Машина тронулась. Москва за стёклами: зимняя, тёмная, с редкими фонарями. Королёв сидел на заднем сиденье и смотрел в окно, и папка лежала на коленях, и в папке лежала схема, нарисованная утром, с четырьмя кружками камер сгорания, и схема эта была уже не его, а Глушко: связка — первая задача, и первая задача — это Глушко, а Королёв начнёт считать кислородную камеру, ту, у которой нет потолка.

Глушко сидел рядом и молчал. Руки лежали на коленях, обожжённые, красные, и в тусклом свете фонарей, проплывавших за окном, ожоги были почти не видны, и руки казались обычными руками обычного человека, едущего домой после работы.

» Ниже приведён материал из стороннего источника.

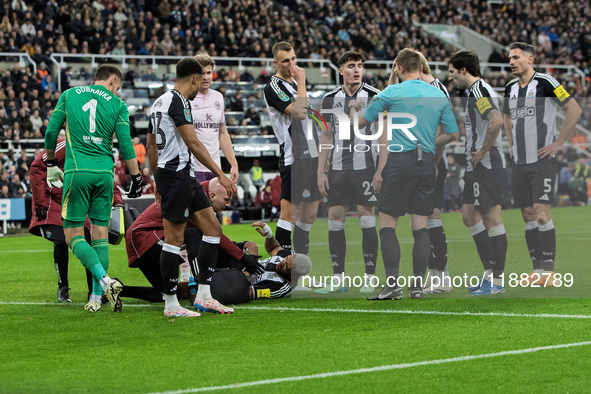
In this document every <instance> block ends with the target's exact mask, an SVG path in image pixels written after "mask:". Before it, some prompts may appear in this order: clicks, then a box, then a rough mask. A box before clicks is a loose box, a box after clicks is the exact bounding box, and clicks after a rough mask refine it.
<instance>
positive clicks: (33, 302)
mask: <svg viewBox="0 0 591 394" xmlns="http://www.w3.org/2000/svg"><path fill="white" fill-rule="evenodd" d="M0 305H60V306H63V305H86V304H85V303H84V302H62V303H60V302H16V301H0ZM123 306H125V307H126V308H127V307H151V306H160V307H162V304H154V305H152V304H123Z"/></svg>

Сталин между тем открыл следующую папку. Записка Берии по эвакуации Крыма: Манштейн вывел две дивизии, арьергард на Перекопе, техника грузится в Феодосии. Прочитал. Поставил пометку: «к сведению». Открыл следующую. Каганович: пропускная способность узла Запорожье — Мелитополь, четыре страницы с таблицами. Прочитал первую страницу, отложил — завтра, с утра, когда голова свежее.

Посмотрел на часы. Десять двадцать.

Поскрёбышев заглянул в дверь.

— Товарищ Сталин, машина у подъезда.